Frogs follow their noses - North American wood frogs use smell recognition in searching for ponds - Cover Story

Ranger Rick, March, 1994

A scientist named Bruce Waldman has made a big discovery about a tiny North American frog.

Waldman studies wood frogs (above). These frogs spend most of the year under leaves in the woods. Then each spring they come out and begin looking for a pond where they can mate and lay their eggs.

But Waldman noticed something really strange: The frogs hop from pond to pond before finding one that suits them. What's going on? Waldman wondered. Why would the frogs choose one pond over the others?
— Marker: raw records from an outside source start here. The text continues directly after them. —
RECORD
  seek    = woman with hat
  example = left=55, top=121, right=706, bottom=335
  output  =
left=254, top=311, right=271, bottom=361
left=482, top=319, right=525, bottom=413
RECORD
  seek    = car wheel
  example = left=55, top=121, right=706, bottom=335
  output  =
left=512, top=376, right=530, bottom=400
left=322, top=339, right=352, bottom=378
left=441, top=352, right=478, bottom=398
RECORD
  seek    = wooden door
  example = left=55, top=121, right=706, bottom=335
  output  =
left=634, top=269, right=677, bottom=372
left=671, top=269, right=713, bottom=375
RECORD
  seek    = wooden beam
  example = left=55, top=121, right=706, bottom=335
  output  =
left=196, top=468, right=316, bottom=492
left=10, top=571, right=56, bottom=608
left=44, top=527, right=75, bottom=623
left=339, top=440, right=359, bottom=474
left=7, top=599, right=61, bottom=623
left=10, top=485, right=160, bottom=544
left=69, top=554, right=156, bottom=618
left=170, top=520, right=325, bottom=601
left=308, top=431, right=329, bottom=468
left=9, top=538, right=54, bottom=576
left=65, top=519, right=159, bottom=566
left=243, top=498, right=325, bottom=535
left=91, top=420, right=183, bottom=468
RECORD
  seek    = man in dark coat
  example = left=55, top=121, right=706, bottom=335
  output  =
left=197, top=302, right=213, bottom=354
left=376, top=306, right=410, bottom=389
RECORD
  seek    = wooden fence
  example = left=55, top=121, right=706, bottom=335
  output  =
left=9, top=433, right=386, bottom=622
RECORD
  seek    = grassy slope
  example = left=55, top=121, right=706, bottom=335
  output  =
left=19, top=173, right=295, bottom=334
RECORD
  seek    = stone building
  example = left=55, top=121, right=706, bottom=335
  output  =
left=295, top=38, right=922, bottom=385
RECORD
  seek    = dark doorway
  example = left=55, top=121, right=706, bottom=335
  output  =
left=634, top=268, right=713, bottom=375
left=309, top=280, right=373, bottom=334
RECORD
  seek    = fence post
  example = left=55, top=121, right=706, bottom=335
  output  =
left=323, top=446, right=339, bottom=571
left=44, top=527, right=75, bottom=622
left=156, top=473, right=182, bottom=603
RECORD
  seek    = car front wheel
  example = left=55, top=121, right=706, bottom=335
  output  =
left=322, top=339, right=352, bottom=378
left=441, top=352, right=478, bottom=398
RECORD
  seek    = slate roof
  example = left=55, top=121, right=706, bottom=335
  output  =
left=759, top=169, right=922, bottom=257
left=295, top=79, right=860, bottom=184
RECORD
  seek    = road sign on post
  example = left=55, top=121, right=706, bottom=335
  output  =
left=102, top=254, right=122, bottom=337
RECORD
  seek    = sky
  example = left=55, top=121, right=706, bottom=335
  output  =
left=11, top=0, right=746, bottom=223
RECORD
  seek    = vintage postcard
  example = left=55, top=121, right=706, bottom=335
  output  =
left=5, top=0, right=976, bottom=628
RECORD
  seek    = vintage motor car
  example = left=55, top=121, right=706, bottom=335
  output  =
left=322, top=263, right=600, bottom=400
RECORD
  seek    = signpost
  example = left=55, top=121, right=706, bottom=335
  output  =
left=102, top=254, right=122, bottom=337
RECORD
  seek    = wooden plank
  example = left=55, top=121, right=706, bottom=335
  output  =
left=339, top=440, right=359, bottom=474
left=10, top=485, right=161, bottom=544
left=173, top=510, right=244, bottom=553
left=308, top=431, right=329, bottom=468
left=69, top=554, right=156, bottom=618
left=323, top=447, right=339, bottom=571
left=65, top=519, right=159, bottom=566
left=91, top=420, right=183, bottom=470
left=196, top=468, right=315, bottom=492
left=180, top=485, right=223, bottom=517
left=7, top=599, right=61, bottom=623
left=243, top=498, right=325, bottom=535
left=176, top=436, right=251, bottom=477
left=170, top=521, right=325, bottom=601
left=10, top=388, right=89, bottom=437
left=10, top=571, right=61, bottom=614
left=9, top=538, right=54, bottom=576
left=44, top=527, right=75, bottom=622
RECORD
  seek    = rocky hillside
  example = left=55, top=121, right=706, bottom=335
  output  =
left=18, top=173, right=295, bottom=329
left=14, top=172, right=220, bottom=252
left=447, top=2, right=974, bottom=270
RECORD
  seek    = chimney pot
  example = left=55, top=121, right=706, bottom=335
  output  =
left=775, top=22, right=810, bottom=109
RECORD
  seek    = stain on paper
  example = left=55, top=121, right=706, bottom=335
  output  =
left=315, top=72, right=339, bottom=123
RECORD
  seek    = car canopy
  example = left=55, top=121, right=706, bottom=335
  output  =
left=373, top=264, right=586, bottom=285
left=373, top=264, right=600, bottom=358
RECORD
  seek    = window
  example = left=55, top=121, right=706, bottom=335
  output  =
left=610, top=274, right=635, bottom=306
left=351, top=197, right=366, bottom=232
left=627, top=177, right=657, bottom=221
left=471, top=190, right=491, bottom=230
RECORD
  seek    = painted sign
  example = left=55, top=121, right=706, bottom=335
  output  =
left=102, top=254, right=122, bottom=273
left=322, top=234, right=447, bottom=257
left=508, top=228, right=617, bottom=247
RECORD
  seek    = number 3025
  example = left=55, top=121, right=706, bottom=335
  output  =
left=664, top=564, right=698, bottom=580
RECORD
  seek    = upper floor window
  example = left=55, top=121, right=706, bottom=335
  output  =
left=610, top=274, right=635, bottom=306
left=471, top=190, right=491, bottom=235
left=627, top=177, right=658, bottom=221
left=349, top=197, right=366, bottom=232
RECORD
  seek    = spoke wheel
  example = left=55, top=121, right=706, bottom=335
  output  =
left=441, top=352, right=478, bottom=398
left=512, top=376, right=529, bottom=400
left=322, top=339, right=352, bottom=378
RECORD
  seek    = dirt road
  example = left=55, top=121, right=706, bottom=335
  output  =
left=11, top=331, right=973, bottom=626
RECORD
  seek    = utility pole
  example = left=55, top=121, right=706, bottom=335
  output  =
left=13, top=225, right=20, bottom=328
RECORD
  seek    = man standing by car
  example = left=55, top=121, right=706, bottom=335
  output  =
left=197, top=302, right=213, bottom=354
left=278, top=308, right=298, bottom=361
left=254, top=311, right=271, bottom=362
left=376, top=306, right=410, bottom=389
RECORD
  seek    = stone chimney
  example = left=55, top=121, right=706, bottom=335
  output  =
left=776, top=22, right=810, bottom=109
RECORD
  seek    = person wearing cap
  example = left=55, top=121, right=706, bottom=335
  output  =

Waldman began to do some experiments. He soon discovered that each pond has a different smell. The smell comes from different kinds of tiny plants called algae (AL-jee) living in it. And each frog searches for the pond that smells exactly like the one it hatched in and grew up in.

Why do frogs go back to the ponds where they hatched? Waldman explains: "Those ponds must have been OK places for frogs to grow up in, otherwise the frogs wouldn't be alive.

"Other little pools of water might dry up or get flooded more easily than their home ponds. Or there might be fish in a pond that would eat the frogs' young. So the frogs head for home, where their eggs and tadpoles have a good chance of turning into healthy frogs."